50. 真銀合金の性質
真銀の合金について書かれた本は、タラムの街の本屋に1冊だけ存在した。
しかも金属製の金庫の中に入れられ、ビロードが張られた箱の中に収められた状態で。
それだけ丁寧に仕舞われていた本だけあり、その値段も目が飛び出るのではないかと思うほどの金額だった。
それこそ小さな家屋を1つ買えるほど。
しかし才牙は、いまやアゥトの町を表と裏から牛耳る権力者。この程度の出費が賄えないはずはない。
「希少金属を扱うからには、扱うに見合うだけの資金力を持っていると考えての、この値段なのだろうが」
才牙は、早速購入した本を開いて中を見てみて、軽く落胆する。
家1つ分の値段もする本にも関わらず、他の錬金術の本と同じく、本に描かれている魔法陣が意図的に間違った状態になっていたのだ。
本で儲けた後で、実戦に失敗した者が師事を願った際には更に金を毟り取ろうとしていることが、透けて見える。
「まずは魔法陣の修正からか」
才牙は今まで蓄えた錬金術の知識から、真銀合金の本に書かれている魔法陣を読み解き、適宜修正を加えていく。
そうして本に書かれていた全ての魔法陣の修正を終えると、次は合金を作る作業に入った。
「錬金術があれば、合金から真銀を単体で分離できるのは助かるな」
いま才牙の手元にある真銀は、硬貨大のものが十数枚。有用な合金を探すために使い潰すには、心許ない量しかない。
だから才牙は、合金にした後で真銀を分離して回収することに決めていた。
「まずは、この本の最初に書かれているように、真銀と銅の組み合わせだ」
魔法陣を書き上げ、陣に魔力を流し、真銀と銅を合金化させる。
出来上がったのは、白みかかった赤銅色の合金だ。
才牙は真銀と銅の合金を手で弄び、龍鬚糖を作る要領で、細い糸状へと加工していく。
「なるほど、これは面白い。手で簡単に引き延ばせるほど柔らかいが、決して引き千切れない。髪の毛ほど細くしても、鋼鉄並みに耐刃性がある。坩堝で簡単に溶けるうえ、冷え固まっても合金のまま。元の世界では考えられない、不思議な合金だ」
衣服に織り込めば、それだけで剣の一撃を防ぐ防具に早変わりだ。
身の危険が常にある、豪商や貴族にとって垂涎の合金だろう。
才牙はその合金から真銀のみを錬金術で分離すると、今度は鉄との合金にしてみた。
「今度は一切変化を付けられないほど硬くなったな。錬金術ないしは炉で温めれば形を作り直せるらしいが」
才牙は錬金術で真銀と鉄の合金を、ナイフに加工してみた。
そして適当な木片に刃を当ててみると、まるで新雪に入れたかのように、手応えなく刃が深々と入った。
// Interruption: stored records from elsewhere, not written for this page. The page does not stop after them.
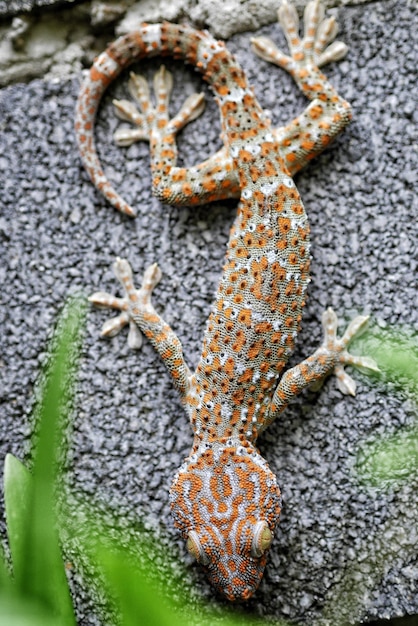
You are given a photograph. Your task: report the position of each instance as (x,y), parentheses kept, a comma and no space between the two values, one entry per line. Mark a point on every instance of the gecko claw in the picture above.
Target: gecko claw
(356,327)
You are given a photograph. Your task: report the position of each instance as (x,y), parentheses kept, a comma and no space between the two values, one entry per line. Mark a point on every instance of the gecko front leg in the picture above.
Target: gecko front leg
(137,310)
(331,357)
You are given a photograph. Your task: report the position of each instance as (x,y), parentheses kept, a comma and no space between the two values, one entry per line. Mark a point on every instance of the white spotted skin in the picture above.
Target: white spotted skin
(225,499)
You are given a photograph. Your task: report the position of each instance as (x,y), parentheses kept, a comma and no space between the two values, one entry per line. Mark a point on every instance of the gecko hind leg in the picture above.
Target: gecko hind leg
(145,117)
(136,309)
(316,47)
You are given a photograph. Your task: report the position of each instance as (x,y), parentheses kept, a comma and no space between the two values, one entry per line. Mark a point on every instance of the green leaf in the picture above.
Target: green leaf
(30,499)
(136,599)
(17,494)
(16,611)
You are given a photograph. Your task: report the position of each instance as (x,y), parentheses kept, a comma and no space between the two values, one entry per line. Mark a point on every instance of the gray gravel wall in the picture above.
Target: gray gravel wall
(58,236)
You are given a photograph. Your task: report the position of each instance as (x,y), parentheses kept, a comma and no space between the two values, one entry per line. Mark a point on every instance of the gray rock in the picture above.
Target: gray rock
(58,236)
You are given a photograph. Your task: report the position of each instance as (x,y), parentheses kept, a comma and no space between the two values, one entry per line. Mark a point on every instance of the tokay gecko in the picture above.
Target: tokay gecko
(225,500)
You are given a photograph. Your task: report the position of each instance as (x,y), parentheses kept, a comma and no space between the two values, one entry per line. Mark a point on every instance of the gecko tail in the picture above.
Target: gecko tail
(145,42)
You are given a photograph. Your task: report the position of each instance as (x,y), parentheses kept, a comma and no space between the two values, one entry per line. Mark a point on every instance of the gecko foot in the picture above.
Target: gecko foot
(146,117)
(133,298)
(334,345)
(316,47)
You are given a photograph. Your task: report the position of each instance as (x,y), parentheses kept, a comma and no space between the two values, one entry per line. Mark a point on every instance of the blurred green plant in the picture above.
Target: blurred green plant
(392,458)
(35,591)
(33,586)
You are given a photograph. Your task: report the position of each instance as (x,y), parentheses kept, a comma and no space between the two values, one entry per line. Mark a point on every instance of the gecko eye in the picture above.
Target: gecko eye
(261,540)
(194,547)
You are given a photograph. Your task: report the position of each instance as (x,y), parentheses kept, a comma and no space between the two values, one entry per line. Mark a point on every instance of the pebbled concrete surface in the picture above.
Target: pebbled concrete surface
(58,236)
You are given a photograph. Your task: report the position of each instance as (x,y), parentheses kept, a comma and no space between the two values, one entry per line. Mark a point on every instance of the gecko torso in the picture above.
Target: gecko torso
(224,499)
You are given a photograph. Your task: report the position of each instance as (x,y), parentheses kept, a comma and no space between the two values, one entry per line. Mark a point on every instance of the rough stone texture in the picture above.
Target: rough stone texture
(14,7)
(58,236)
(59,41)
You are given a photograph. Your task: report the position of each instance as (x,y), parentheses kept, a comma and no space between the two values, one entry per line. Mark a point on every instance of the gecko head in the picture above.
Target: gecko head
(225,501)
その切れ味に、今度は合金の余りの鉄片に刃を当ててみると、粘土を割くような手応えで刃が入っていく。
「なんという切れ味だ。しかも、刃は硬くて曲がらない。これは理想的な武器の素材じゃないか?」
加工に錬金術か炉が必要という欠点はあるが、それでも武器には理想的に適した合金といえる。
次は真銀と金との合金。
この合金は、先の2つと比べると地味な性質だった。
「加工のしやすさ、硬度、見た目は全て金と同じ。金と違うのは、耐性か」
元の世界では、金も『完全な金属』と呼ばれるほどに酸化に高い耐性があった。
しかし真銀と金の合金は、金を溶かし得る全ての酸に耐性がある。
それだけでなく、炉を潰すほどの高温であっても溶けないと、本には書かれている。
それこそ、真銀と金の合金をそれぞれの素材に分離するために、専用の魔法陣が組まれているほどに魔法への耐性も高い。
「金と真銀の合金を内張りに使い、外を真銀と鉄の合金にすれば、高位のエッセンスであっても抑え込めそうではあるが……」
才牙が、その2つの合金をエッセンスドライバーへ加工するには、さらなる真銀の量の入手と、錬金術の魔法陣を1から作り上げる必要がある。
「手元にある量なら、エッセンスドライバーの核心部分のパーツを作ることは可能だ。しかし、他にも良い合金があるかもしれない。一通り試してみるか」
才牙は手に入れられる全ての金属と真銀との合金を試し、より良い合金がないかを調べていった。
しかし、特に面白い合金は他になかったため、金銀銅とのそれぞれの合金をエッセンスドライバーに使う方法を考えるしかなかった。